During steps one and two any electrons created in the semiconductor 114 by impact electrons are drained off to the plus voltage at the input conducting film 115 in step one and to the grid 113 in step two. In step three the grid to input film potential is reduced to just below the electron field emission point and the output metallic film 164 is placed at about 100 volts. This 100 volts is essentially between the input metal fibers 109 and the output metal fibers 160 since the input fiber to output fiber capacitance is small as compared to the capacitance between the output fiber 160 and the output conducting film 164. When a high energy electron beam impacts the semiconductor 164 it creates a number of electron hole pairs, in the order of two thousand for each 10 kev impacting electron.

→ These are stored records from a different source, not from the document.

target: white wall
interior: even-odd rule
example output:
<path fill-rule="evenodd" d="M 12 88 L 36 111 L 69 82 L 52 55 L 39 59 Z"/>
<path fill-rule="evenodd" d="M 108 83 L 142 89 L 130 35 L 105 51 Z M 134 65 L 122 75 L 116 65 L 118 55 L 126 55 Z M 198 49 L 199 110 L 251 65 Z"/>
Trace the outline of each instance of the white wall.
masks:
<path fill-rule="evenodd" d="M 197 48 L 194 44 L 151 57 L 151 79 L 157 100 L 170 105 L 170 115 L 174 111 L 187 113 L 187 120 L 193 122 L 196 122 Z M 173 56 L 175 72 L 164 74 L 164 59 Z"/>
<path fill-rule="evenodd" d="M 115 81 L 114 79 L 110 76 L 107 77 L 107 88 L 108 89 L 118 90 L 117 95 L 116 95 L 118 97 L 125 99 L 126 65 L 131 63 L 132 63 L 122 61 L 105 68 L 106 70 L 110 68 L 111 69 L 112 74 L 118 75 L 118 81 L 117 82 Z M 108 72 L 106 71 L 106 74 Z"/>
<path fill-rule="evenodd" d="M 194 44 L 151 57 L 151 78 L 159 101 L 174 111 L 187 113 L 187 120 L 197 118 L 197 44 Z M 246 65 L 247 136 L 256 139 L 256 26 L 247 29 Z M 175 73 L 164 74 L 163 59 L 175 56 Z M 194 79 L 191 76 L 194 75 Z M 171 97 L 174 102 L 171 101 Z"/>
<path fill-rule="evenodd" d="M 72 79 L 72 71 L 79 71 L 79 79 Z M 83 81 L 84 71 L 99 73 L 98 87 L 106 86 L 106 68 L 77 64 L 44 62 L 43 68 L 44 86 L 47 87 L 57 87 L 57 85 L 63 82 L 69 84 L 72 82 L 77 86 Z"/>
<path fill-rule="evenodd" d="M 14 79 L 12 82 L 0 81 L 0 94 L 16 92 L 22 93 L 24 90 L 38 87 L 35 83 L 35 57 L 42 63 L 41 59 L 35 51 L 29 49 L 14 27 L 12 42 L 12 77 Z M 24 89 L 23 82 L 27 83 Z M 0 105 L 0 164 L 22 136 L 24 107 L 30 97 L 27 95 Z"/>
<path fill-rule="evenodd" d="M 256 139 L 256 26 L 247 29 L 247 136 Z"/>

The number of electron hole pairs is used only as an example and since the device is fully electronically controllable the gain is adjustable. The holes migrate to the input film 115 and the electrons migrate down the input fibers 109. The first few electrons causes the input fiber to grid potential to return to the electron field emission point. The remainder move down the tube 120 to the output fibers 160 and charge them negative with respect to the output conducting film 164. The distribution of negative charges among the output fibers 160 is dependent upon the illumination pattern at the input conducting film 115. This negative charge distribution controls the deformation of the deformographic and light reflecting films 162, 164. An image is then obtained from the light reflecting film 164 through the use of Schlieren optics.
All the figures are longitudinal sectional views on an enlarged scale in different stages of fabrication of a plurality of embodiments of An Electronic Device for Processing Signals in Three Dimensions according to this invention.
FIG. 1 is prior art and illustrates the unprocessed melt grown oxide metal ceramic substrate material used in all embodiments of this invention.
FIGS. 2a, 2b and 2c show an input section of one embodiment of this invention in successive stages of fabrication.
FIGS. 3a, 3b and 3c are corresponding views of an output section of this invention.
FIG. 4 shows a complete embodiment of this invention in simple form.
FIGS. 5, 6 and 7 picture embodiments used as an electron bombarded amplifier, an area detector amplifier and an electron image to deformographic image converter, respectively.